- Genetic reprogramming via genetic modification reduces heart tissue damage following heart attack.
- Functional recovery of the heart is improved by reprogramming.
The muscle cells that allow our heart to pump blood — cardiomyocytes (CMs) — have little regenerative capacity, making it difficult for the heart to recover from injury or disease. However, scientists from the Max Planck Institute may have found a way to restore this regenerative capacity.
Chen and colleagues report in Science that reprogramming of CMs drives heart regeneration in mice after induction of heart attack. Following heart attack, the German researchers show that reprogramming reduces scarring, indicative of tissue damage. Additionally, reprogramming restores heart function weeks after heart attack, demonstrating improved recovery.
Cellular Reprogramming Restores Heart Function Following Heart Attack
Heart attacks (myocardial infarction) are caused by blockage of the arteries, depriving the heart of oxygen- and nutrient-rich blood, usually leading to irreversible tissue damage and heart dysfunction, if not death. To model a heart attack in mice, Chen and colleagues surgically blocked the main artery supplying blood to the heart. This ligation of the anterior descending artery (LAD) causes extensive heart tissue damage.
Partial cellular reprogramming involves activating genes (Yamanaka factors) that tell cells to become younger. To determine if this genetic reprogramming can prevent heart tissue damage, the researchers induced CM reprogramming in genetically modified mice with an antibiotic called doxycycline for 6 days before heart attack (pretreatment), for 1 day after heart attack (acute treatment), or for 6 days following heart attack (therapeutic treatment). In all three cases, reprogramming reduced heart damage, as measured by scarring.
During development, young CMs have more growth capacity to generate an adult heart. Thus, reprogramming restores this capacity, allowing for CM growth and regeneration of functional heart tissue and less scarring. To determine if reprogramming improves heart function, Chen and colleagues measured left ventricular ejection fraction — the volume of blood pumped from the heart per beat. They found that the “therapeutic treatment” did not improve heart function. However, pretreatment and acute treatment reprogramming restored heart function weeks after a heart attack.

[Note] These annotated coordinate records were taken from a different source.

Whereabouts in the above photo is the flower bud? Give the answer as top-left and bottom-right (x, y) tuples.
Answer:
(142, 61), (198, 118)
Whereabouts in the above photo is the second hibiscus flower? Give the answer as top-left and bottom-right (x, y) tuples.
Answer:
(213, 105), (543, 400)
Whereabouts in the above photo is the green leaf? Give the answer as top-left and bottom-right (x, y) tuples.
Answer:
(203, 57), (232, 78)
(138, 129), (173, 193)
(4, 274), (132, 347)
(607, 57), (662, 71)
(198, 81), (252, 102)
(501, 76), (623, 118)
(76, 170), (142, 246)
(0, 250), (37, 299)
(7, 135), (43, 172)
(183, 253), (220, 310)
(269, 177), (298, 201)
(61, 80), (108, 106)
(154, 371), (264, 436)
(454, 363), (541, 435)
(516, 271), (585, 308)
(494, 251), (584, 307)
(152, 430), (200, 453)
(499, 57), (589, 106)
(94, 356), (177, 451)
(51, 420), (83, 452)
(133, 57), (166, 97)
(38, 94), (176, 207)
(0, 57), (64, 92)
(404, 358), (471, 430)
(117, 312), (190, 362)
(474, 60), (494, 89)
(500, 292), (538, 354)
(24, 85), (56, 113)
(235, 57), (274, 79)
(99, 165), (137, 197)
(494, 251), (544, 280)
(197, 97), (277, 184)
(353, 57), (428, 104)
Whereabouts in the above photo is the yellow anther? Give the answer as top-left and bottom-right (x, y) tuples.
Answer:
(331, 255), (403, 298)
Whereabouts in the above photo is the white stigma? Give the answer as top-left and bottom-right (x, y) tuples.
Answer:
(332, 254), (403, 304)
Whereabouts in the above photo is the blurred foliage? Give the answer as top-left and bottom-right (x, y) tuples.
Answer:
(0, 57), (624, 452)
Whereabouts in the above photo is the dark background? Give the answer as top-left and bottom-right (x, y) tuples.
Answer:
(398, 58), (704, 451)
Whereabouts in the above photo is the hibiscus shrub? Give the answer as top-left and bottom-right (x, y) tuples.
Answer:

Reversing The Effects of Aging with Genetic Reprogramming
The findings of Chen and colleagues suggest that reprogramming CMs can improve recovery from a heart attack. Not only this but the same technology could be used on other organs.
“Our study suggests therapeutic possibilities for achieving functional recovery of organs that fail to regenerate under normal conditions,” state the authors.
Indeed, partial cellular reprogramming has also been utilized to reverse the age of human skin cells by thirty years, cure blindness in aged mice, and rejuvenate mouse kidneys. It has also been shown to increase the lifespan of naturally aged and prematurely aged mice. Furthermore, it appears that epigenetic changes, which can be reversed by reprogramming, are a root cause of aging. Thus, if reprogramming can be tightly controlled to prevent, for example, tumor formation, it may be the true age-reversing technology of the future.